Uno studio italiano pubblicato sulla rivista Enviromental Pollution approfondisce la questione e mostra come gli ALDFGs rappresentino un pericoloso inquinante per oceani e mari del mondo, Mar Mediterraneo compreso. Gli scienziati indagano l’evoluzione degli ALDFGs in una comunità coralligena attraverso lo studio del biofouling, ovvero il processo di accumulo da parte dei microrganismi marini su materiali artificiali.
I risultati indicano che, già dopo un anno, le attrezzature da pesca sfruttate come substrato sono completamente ricoperte da fauna e flora sottomarina. Basandosi così sugli stadi di processo del biofouling, si potrebbero fornire informazioni utili per stimare l’età delle lenze, delle reti e di tutto il materiale gettato o perso in mare. Un fattore importante se si considera che gran parte di queste attrezzature sono oggigiorno composte da materiali plastici e polimeri: conoscere il loro periodo di giacenza nei fondali marini, fornirebbe così ulteriori informazioni riguardo il probabile rilascio di microplastiche e di nylon.

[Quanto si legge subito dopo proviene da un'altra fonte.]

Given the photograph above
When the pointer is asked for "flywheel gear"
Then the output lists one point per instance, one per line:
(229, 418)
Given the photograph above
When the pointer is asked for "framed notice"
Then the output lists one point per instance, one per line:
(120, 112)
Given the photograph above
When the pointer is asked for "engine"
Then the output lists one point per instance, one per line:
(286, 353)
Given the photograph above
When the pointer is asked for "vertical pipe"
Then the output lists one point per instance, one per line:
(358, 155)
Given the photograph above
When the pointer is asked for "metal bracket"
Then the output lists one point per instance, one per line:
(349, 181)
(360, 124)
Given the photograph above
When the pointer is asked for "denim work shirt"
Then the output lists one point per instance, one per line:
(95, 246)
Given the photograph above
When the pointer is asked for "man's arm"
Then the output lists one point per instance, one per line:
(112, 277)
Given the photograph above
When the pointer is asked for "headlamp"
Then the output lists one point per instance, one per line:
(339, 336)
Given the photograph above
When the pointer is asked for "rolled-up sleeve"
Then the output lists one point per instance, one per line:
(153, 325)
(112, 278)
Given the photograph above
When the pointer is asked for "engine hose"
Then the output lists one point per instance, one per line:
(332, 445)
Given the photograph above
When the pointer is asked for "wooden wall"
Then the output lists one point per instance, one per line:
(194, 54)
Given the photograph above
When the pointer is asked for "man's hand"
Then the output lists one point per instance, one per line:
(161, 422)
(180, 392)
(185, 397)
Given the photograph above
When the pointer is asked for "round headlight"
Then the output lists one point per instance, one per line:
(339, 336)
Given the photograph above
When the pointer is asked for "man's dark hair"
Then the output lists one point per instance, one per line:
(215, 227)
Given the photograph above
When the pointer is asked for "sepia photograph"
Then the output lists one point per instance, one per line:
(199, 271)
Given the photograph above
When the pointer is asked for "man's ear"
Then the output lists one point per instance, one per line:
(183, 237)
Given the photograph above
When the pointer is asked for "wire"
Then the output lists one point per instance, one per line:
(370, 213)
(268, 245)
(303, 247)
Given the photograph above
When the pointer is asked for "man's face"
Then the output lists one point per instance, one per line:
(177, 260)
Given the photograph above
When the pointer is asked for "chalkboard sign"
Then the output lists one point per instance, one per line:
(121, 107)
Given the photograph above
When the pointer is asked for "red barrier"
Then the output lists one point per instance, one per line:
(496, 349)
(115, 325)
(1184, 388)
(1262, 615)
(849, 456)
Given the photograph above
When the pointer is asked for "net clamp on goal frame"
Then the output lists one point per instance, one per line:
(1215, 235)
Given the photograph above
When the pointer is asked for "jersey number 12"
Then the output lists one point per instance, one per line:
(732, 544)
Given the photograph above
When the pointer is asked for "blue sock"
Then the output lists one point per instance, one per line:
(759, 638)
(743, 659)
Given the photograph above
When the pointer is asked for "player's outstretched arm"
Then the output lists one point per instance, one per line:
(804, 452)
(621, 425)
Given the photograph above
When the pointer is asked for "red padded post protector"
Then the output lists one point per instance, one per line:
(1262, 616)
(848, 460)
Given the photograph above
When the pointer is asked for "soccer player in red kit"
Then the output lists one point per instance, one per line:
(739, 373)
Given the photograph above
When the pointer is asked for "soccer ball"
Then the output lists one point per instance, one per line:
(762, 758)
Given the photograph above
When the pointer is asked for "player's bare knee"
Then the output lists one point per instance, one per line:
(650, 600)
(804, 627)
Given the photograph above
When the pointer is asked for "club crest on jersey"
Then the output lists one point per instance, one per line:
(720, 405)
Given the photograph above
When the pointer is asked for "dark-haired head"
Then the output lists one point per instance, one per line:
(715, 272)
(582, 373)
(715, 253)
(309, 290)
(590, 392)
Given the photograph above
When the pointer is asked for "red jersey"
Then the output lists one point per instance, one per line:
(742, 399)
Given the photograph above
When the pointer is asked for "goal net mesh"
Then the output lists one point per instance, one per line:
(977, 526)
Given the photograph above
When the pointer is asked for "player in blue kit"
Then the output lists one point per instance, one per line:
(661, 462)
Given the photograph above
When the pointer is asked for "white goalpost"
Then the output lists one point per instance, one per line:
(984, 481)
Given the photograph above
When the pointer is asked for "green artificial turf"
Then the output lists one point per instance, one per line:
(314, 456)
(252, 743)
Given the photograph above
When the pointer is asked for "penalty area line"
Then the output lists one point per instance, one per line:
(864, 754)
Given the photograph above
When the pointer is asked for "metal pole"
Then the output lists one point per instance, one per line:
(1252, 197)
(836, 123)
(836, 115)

Le cause sono note, le alternative ci sono, ma la normativa rimane obsoleta
Sono molti i modi in cui gli attrezzi da pesca possono finire in mare: tempeste e onde possono spazzarli via dai pescherecci; lo stesso ambiente marino può causare la rottura degli attrezzi da pesca o il difficile recupero di quest’ultimi. Può anche capitare che nei porti non ci siano strutture adeguate per consentire ai pescherecci di smaltire i loro attrezzi fuori uso, oppure che non ci sia nessun tipo di controllo e il materiale da pesca può anche essere deliberatamente abbandonato.
E’ vero, gli ostacoli sono molti, a partire dalle trattative con i pescatori. Per le ONG e le organizzazioni ambientali è complicato prendere accordi: le regole regionali, le quote di cattura, l’estrema variabilità degli strumenti da pesca e la mancanza di incentivi ad usare reti e gabbie biodegradabili complicano la situazione.
Nonostante ci siano diverse procedure e protocolli proposti come soluzione, la questione è a monte: servono ricerche e dati più approfonditi, ma soprattutto la normativa è obsoleta: la Convenzione internazionale per la prevenzione dell’inquinamento dalle navi del 1973 andrebbe decisamente aggiornata. Se a livello locale sono numerose le iniziative per la pulizia di spiagge e fondali, è difficile attivarsi nelle acque internazionali. Inoltre anche gli impianti costieri avrebbero bisogno di una bonifica, quando in disuso.
Gli attrezzi da pesca bloccati nei fondali marini possono catturare organismi nel corso degli anni e causare un impatto ambientale che, sommato agli effetti negativi dell’inquinamento, dei cambiamenti climatici e delle specie invasive, non lascerà scampo alla biodiversità marina dei nostri mari. Non c’è più tempo da perdere. –
Bernat Hereu, coordinatore scientifico del progetto MedRecover.